I read 4 books on de-cluttering/organizing in a row, 3 1/2 of them in one day. (3 of them, including this one, were about Jesus; one was about Feng Shui/Reiki) This one was the best of the lot, and I wound up taking several pages of notes (including answering a long questionnaire) and rethinking how we use certain rooms in our apartment.
That said, the book largely assumes the reader is an older, established person who is downsizing a home by choice (although lip service is given to college students moving into a dorm/starter apartment, and hip young people living in a major city as they start their hip young lives) and not a working class person (with kids) muddling through too-small apartments for decades. There's a certain class of people the book is aimed at and largely that person is not me. There's a lot of talk about fine antiques and quality furniture and hiring interior decorators and beach views, for instance.
Bechen also, oddly, seems to advise using a car to store extra things? I don't... what? She also assumes one has closets, and possibly a storage locker/bay if one is in a condo/apartment (I haven't had one of those since 2005). She also mentions using checkbook boxes as drawer organizers-- who uses CHECKBOOKS?-- and mentions laptops and eReaders but not tablets, an interesting oversight given how recent the book is.

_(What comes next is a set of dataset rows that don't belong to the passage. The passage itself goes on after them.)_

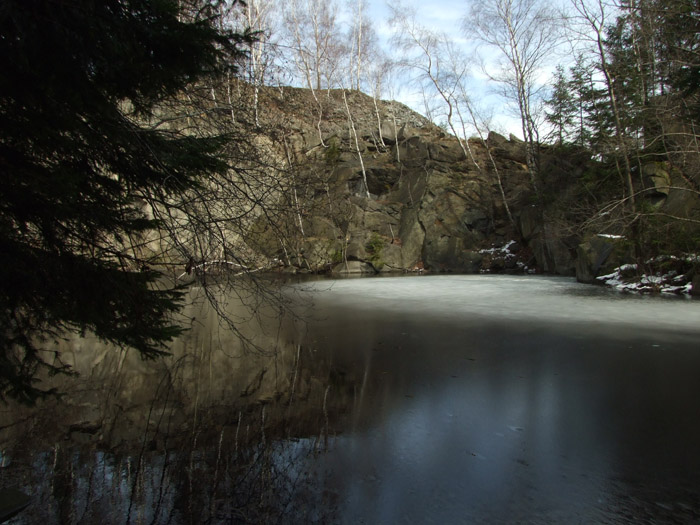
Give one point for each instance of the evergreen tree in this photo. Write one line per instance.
(77, 159)
(562, 107)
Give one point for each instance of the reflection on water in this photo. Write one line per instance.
(448, 399)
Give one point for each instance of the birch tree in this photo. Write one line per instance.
(525, 34)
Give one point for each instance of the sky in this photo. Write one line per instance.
(446, 16)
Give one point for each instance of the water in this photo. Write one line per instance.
(501, 399)
(432, 399)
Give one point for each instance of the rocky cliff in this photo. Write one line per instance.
(385, 190)
(371, 186)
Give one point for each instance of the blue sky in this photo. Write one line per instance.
(445, 16)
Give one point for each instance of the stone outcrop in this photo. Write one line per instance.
(385, 190)
(430, 205)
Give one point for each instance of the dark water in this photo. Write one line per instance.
(512, 400)
(436, 399)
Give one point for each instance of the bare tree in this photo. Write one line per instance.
(526, 34)
(424, 51)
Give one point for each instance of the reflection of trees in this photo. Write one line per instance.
(196, 439)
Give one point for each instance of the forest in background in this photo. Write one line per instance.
(136, 142)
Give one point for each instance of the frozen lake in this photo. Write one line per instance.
(500, 399)
(426, 399)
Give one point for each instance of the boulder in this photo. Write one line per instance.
(695, 288)
(600, 255)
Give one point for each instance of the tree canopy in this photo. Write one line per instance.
(78, 161)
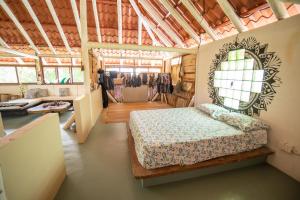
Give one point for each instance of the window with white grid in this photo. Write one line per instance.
(237, 79)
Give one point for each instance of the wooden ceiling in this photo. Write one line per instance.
(252, 12)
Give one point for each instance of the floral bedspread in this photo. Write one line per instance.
(186, 136)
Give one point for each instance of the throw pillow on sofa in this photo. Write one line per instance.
(31, 93)
(64, 92)
(42, 93)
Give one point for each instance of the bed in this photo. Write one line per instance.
(185, 136)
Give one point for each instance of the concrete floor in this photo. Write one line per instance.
(100, 169)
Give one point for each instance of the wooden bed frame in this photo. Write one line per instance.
(151, 177)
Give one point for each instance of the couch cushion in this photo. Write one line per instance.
(42, 93)
(64, 92)
(31, 93)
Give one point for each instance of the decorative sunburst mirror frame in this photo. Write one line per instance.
(262, 61)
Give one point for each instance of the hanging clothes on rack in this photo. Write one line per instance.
(101, 82)
(164, 83)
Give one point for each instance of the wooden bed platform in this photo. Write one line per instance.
(150, 177)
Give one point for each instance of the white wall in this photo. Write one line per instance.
(283, 38)
(87, 108)
(1, 126)
(32, 160)
(75, 90)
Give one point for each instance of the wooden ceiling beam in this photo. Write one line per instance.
(3, 44)
(233, 17)
(18, 53)
(278, 9)
(58, 25)
(95, 11)
(140, 23)
(156, 16)
(161, 35)
(20, 27)
(200, 19)
(40, 28)
(119, 11)
(97, 45)
(76, 16)
(144, 21)
(180, 20)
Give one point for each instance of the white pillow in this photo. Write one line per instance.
(243, 122)
(212, 108)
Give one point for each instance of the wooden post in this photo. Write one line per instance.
(84, 48)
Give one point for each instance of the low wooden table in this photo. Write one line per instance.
(51, 107)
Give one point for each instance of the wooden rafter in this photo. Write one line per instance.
(180, 20)
(76, 16)
(278, 9)
(40, 28)
(84, 46)
(95, 11)
(161, 35)
(119, 11)
(140, 31)
(58, 25)
(155, 15)
(3, 44)
(98, 45)
(20, 27)
(230, 13)
(200, 19)
(18, 53)
(144, 21)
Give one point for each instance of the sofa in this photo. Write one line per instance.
(33, 97)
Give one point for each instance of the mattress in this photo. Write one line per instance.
(185, 136)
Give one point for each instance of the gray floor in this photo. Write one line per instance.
(100, 169)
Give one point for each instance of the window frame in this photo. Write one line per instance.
(57, 74)
(15, 66)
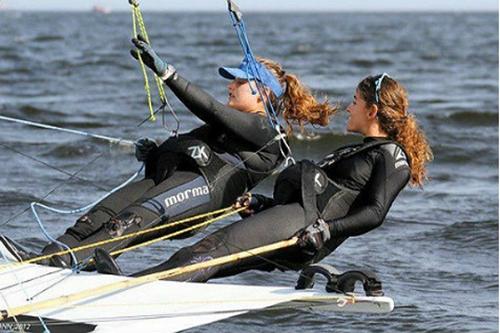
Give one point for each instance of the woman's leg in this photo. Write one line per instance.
(93, 221)
(267, 227)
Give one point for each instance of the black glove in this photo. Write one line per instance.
(254, 203)
(313, 237)
(148, 56)
(143, 147)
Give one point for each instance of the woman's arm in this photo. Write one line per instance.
(371, 207)
(250, 127)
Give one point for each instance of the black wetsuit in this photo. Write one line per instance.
(241, 150)
(361, 189)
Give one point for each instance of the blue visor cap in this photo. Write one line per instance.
(245, 72)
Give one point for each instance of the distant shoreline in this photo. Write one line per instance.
(285, 11)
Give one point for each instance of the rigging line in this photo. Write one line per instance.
(126, 284)
(67, 173)
(54, 189)
(31, 279)
(285, 305)
(73, 211)
(111, 240)
(239, 26)
(177, 233)
(42, 322)
(67, 130)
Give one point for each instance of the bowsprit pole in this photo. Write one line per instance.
(66, 300)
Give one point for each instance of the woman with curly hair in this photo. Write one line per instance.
(203, 170)
(347, 194)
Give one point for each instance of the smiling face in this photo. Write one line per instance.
(240, 97)
(360, 117)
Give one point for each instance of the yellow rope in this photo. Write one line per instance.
(142, 26)
(67, 299)
(137, 20)
(223, 211)
(176, 233)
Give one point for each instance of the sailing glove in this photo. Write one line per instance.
(143, 147)
(149, 56)
(313, 237)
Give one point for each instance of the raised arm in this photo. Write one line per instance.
(252, 128)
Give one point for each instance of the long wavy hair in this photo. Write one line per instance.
(298, 106)
(398, 123)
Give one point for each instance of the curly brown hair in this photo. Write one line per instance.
(297, 105)
(400, 125)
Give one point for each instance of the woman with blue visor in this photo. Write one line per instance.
(323, 204)
(207, 168)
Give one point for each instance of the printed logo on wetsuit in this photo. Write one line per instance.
(200, 154)
(400, 158)
(186, 195)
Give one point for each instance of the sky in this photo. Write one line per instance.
(260, 5)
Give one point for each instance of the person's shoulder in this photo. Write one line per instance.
(393, 154)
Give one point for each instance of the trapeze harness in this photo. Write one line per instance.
(194, 173)
(352, 189)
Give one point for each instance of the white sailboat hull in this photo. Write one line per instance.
(161, 306)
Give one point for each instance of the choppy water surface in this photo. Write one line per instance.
(437, 252)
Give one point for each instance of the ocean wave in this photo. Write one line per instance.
(47, 38)
(471, 118)
(473, 234)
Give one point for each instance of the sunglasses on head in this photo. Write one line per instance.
(378, 85)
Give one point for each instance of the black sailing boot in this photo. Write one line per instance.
(105, 264)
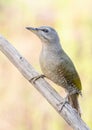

She also assumes one has a master bedroom/bath, has a spare room, and gives the breezy advice to "buy the best quality goods... BUT FOR LESS!!!!!!" Oh wow thanks, I never would have thought to use coupons/buy things on sale/shop at an outlet mall. GROUNDBREAKING ADVICE.
Frustrations aside, I enjoyed the bulk of the book, especially her keywords of LOOK, FEEL, and FUNCTION. What is the function of a room? How do you use it? How do you want to use it? What is preventing you from using the room the way you want? How do you want to feel when you enter your living space? What prevents you from feeling that way?
I live in a vintage apartment that has almost no closets (no hall closet/coat closet, no bathroom/linen closet, tiny bedroom closets, the large pantry is occupied by the furnace and the fridge, no storage in the basement). We have three adults, a child with a lot of toys, stacks of books, and just... general... STUFF. I've been on a quest to get rid of stuff and have purged a LOT (thank you, Marie Kondo and "the Life Changing Magic Of Tidying Up") but I'm still trying to figure out how to live the best life I can in this apartment, that we'll likely be in for at least another decade.
For all my earlier complaining, Bechen does a great job of asking incisive questions about what a person wants out of their home, how a person uses their home, and helps get them thinking about what they want and what they can change. I got a lot out of this book.
I'd really like more de-cluttering books that 1) were secular and 2) didn't assume you had money.